Metabolic interaction via lactate between glial cells and neurons has been proposed as one of the mechanisms involved in hypothalamic glucosensing. We have postulated that hypothalamic glial cells, also known as tanycytes, produce lactate by glycolytic metabolism of glucose. Transfer of lactate to neighboring neurons stimulates ATP synthesis and thus contributes to their activation. Because destruction of third ventricle (III-V) tanycytes is sufficient to alter blood glucose levels and food intake in rats, it is hypothesized that tanycytes are involved in the hypothalamic glucose sensing mechanism. Here, we demonstrate the presence and function of monocarboxylate transporters (MCTs) in tanycytes. Specifically, MCT1 and MCT4 expression as well as their distribution were analyzed in Sprague Dawley rat brain, and we demonstrate that both transporters are expressed in tanycytes. Using primary tanycyte cultures, kinetic analyses and sensitivity to inhibitors were undertaken to confirm that MCT1 and MCT4 were functional for lactate influx. Additionally, physiological concentrations of glucose induced lactate efflux in cultured tanycytes, which was inhibited by classical MCT inhibitors. Because the expression of both MCT1 and MCT4 has been linked to lactate efflux, we propose that tanycytes participate in glucose sensing based on a metabolic interaction with neurons of the arcuate nucleus, which are stimulated by lactate released from MCT1 and MCT4-expressing tanycytes.

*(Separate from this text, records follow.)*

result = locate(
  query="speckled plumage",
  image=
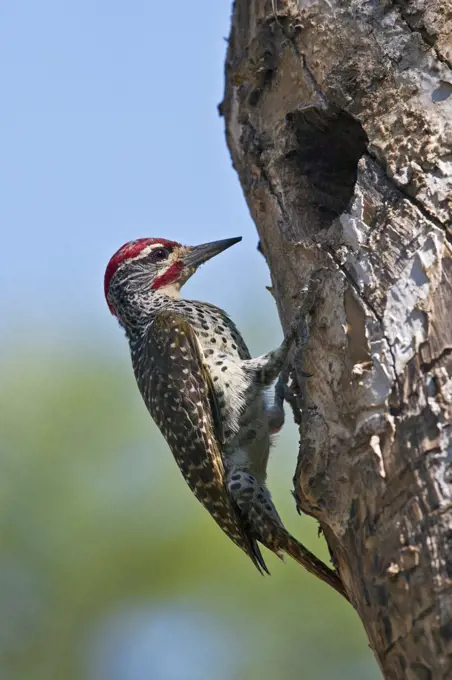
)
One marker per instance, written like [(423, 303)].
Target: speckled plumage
[(205, 393)]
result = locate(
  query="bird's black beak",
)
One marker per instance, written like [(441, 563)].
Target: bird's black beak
[(197, 255)]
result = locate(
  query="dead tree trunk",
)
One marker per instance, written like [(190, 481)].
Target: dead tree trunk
[(339, 121)]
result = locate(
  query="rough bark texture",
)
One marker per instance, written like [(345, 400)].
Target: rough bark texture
[(339, 122)]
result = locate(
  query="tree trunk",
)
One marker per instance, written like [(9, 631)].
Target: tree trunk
[(339, 122)]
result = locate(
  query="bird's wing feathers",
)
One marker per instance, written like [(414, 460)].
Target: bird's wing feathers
[(178, 390)]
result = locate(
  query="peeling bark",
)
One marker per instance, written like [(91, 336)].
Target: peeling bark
[(339, 122)]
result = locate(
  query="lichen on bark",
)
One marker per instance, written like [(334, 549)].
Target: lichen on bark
[(339, 122)]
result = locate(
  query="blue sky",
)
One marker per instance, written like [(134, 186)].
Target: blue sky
[(110, 131)]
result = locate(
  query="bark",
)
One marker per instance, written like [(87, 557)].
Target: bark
[(339, 122)]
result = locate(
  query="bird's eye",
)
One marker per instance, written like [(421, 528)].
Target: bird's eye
[(159, 254)]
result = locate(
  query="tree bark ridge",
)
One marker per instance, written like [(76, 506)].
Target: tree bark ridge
[(339, 122)]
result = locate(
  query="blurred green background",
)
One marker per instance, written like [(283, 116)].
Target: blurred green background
[(109, 568)]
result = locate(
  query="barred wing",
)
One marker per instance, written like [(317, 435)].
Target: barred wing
[(178, 391)]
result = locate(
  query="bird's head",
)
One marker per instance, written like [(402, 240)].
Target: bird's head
[(143, 267)]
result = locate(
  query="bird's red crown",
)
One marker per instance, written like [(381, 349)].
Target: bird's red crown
[(130, 251)]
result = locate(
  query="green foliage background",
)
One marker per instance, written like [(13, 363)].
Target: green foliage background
[(111, 570)]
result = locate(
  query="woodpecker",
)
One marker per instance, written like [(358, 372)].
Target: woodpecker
[(206, 394)]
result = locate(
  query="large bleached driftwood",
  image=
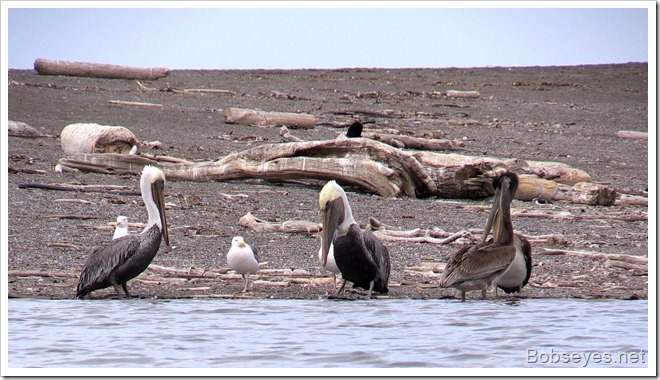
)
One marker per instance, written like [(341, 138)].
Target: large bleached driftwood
[(370, 165), (96, 138), (98, 70)]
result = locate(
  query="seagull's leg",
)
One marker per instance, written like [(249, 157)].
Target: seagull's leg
[(244, 279), (341, 288), (118, 290), (371, 286)]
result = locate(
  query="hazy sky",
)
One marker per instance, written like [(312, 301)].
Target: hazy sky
[(240, 38)]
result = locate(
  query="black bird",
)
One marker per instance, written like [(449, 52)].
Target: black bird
[(354, 130)]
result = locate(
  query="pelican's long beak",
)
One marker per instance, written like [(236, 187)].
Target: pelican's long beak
[(158, 191), (493, 213), (333, 214)]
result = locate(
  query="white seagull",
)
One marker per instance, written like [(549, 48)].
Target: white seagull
[(243, 259)]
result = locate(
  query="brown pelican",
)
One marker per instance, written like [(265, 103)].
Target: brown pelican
[(122, 227), (126, 257), (361, 258), (476, 267), (243, 259)]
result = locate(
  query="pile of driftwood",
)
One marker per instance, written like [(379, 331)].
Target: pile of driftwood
[(371, 165)]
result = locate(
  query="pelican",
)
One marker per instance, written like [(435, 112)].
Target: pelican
[(243, 259), (122, 227), (476, 267), (125, 258), (360, 257)]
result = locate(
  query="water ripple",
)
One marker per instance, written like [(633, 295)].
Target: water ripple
[(320, 333)]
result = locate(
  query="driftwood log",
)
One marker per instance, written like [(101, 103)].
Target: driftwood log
[(97, 70), (290, 226), (462, 94), (370, 165), (269, 119), (95, 138)]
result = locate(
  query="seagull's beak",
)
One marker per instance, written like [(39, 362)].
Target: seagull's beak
[(333, 213), (158, 191)]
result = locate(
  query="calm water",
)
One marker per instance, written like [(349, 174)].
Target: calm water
[(324, 333)]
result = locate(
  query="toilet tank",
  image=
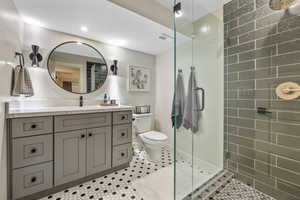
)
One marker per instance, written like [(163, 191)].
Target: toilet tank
[(142, 122)]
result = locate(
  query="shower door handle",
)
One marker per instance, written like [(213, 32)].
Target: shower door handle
[(202, 99)]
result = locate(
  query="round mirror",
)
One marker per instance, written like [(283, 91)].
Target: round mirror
[(77, 67)]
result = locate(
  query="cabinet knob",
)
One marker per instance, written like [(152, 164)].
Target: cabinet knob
[(33, 179), (33, 150)]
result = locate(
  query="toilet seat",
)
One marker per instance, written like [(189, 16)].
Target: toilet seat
[(154, 138)]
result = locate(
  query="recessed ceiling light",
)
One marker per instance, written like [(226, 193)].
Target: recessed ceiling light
[(178, 13), (117, 42), (84, 29), (32, 21), (205, 29)]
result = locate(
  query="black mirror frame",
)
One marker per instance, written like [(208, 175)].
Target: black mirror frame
[(82, 43)]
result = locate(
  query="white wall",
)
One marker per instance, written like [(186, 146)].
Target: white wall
[(45, 88), (16, 36), (10, 41), (208, 60)]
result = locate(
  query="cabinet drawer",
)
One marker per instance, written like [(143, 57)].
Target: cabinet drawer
[(122, 154), (31, 126), (75, 122), (122, 117), (33, 179), (122, 134), (32, 150)]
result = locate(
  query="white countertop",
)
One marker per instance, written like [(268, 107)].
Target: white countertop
[(62, 110)]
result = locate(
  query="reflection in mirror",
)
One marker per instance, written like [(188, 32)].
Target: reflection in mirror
[(77, 67)]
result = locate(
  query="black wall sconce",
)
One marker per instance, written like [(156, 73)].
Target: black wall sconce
[(35, 56), (177, 10), (114, 68)]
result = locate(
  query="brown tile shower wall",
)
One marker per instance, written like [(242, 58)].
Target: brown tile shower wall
[(262, 50)]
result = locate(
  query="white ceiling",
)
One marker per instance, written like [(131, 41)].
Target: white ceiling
[(195, 9), (106, 22)]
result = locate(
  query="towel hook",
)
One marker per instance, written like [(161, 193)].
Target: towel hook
[(21, 58)]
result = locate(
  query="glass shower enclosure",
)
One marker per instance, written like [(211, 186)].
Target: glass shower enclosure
[(199, 152), (245, 55)]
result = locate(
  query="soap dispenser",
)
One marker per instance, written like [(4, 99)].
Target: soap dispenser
[(105, 100)]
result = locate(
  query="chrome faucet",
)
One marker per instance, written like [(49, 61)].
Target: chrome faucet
[(81, 101)]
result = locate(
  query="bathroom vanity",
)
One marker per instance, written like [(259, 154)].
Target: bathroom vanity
[(50, 149)]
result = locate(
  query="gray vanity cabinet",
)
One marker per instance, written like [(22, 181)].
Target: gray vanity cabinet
[(57, 151), (81, 153), (98, 150), (69, 156)]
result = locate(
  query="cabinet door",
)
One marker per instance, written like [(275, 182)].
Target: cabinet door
[(98, 150), (70, 156)]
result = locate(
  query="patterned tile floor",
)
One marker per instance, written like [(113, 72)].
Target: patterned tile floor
[(235, 190), (118, 185)]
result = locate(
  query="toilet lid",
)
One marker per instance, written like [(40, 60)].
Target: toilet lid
[(153, 135)]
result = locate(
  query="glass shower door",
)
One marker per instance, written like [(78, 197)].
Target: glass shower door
[(199, 153)]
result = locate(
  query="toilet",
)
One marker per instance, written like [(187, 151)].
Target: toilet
[(153, 141)]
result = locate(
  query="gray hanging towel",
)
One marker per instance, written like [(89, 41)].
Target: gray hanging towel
[(191, 111), (178, 101), (21, 82)]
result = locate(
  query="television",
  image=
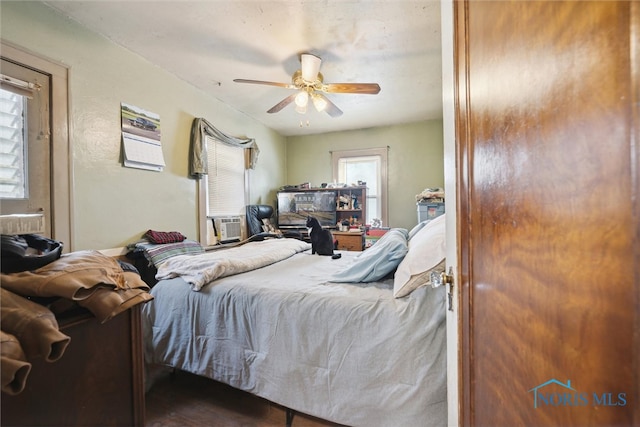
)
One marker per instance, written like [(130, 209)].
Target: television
[(295, 206)]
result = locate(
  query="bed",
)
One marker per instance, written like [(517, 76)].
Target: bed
[(294, 332)]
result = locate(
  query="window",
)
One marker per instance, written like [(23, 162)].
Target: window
[(35, 145), (13, 155), (226, 180), (370, 166)]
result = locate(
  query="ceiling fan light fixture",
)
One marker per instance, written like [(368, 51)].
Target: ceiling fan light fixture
[(302, 109), (302, 98), (319, 102), (310, 67)]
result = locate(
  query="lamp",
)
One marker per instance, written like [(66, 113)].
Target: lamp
[(302, 99), (319, 102)]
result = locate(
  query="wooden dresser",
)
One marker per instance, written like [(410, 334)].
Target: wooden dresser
[(99, 381)]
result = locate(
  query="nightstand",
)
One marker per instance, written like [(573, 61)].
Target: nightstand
[(349, 241)]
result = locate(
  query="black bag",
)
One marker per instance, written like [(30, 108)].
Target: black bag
[(25, 252)]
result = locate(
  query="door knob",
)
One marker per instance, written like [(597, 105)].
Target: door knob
[(442, 278)]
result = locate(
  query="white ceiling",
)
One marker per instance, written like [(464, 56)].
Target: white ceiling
[(394, 43)]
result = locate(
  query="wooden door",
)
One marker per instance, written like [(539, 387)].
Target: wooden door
[(548, 227)]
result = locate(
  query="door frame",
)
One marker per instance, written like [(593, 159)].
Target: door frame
[(447, 12)]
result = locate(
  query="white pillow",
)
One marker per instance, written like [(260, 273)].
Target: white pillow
[(427, 252), (417, 228)]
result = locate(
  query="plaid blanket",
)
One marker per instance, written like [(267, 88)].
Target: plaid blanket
[(160, 237)]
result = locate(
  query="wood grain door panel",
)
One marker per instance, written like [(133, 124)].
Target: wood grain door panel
[(548, 237)]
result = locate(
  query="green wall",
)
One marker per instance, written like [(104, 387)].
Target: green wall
[(113, 205), (415, 161)]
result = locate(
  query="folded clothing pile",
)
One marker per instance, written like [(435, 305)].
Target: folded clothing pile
[(88, 279)]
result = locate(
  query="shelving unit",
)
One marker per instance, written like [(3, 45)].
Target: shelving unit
[(356, 206), (351, 203)]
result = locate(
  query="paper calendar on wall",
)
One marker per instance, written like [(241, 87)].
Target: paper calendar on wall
[(141, 143)]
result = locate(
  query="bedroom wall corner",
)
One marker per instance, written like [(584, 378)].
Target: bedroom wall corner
[(113, 205), (416, 161)]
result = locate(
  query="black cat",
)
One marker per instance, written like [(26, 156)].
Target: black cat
[(321, 239)]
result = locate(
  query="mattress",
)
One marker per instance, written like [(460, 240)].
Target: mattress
[(349, 353)]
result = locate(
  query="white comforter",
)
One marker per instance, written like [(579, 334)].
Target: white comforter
[(198, 270), (348, 353)]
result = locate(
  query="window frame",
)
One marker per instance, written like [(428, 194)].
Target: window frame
[(61, 188), (205, 226), (368, 152)]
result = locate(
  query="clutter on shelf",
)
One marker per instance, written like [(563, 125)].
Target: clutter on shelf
[(431, 195)]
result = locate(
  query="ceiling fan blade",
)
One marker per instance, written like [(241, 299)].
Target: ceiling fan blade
[(330, 108), (361, 88), (280, 105), (262, 82), (310, 66)]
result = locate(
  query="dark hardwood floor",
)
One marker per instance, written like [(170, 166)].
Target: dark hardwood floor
[(186, 400)]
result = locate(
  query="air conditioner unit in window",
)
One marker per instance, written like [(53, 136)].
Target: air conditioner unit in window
[(229, 229)]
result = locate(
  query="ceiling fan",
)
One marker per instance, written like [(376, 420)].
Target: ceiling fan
[(308, 83)]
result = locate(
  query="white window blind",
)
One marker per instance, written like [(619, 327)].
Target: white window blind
[(12, 146), (226, 179)]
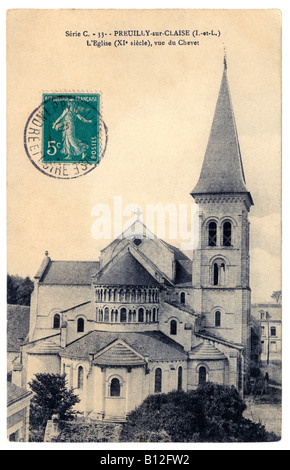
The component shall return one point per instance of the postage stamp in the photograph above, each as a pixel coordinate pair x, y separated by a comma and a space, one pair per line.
65, 137
71, 132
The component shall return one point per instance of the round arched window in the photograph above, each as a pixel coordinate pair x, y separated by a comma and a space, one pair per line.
137, 241
115, 388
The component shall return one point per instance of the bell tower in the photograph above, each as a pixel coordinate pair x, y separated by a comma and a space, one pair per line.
221, 263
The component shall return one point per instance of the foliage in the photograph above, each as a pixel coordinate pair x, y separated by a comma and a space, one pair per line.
255, 370
19, 290
277, 295
88, 432
212, 413
50, 397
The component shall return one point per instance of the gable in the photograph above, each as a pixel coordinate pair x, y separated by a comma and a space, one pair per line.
69, 272
119, 354
142, 240
125, 271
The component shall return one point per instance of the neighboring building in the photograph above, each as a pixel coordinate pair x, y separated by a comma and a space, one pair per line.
145, 318
18, 317
18, 403
269, 319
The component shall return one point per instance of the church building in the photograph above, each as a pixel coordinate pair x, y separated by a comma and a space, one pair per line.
145, 318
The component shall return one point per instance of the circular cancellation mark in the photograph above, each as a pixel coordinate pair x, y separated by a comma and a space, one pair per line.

Glial glucokinase expression in adult and post-natal development of the hypothalamic region.

It has recently been proposed that hypothalamic glial cells sense glucose levels and release lactate as a signal to activate adjacent neurons. GK (glucokinase), the hexokinase involved in glucose sensing in pancreatic beta-cells, is also expressed in the hypothalamus. However, it has not been clearly determined if glial and/or neuronal cells express this protein. Interestingly, tanycytes, the glia that cover the ventricular walls of the hypothalamus, are in contact with CSF (cerebrospinal fluid), the capillaries of the arcuate nucleus and adjacent neurons; this would be expected for a system that can detect and communicate changes in glucose concentration. Here, we demonstrated by Western-blot analysis, QRT-PCR [quantitative RT-PCR (reverse transcription-PCR)] and in situ hybridization that GK is expressed in tanycytes. Confocal microscopy and immuno-ultrastructural analysis revealed that GK is localized in the nucleus and cytoplasm of beta1-tanycytes. Furthermore, GK expression increased in these cells during the second week of post-natal development. Based on this evidence, we propose that tanycytes mediate, at least in part, the mechanism by which the hypothalamus detects changes in glucose concentrations.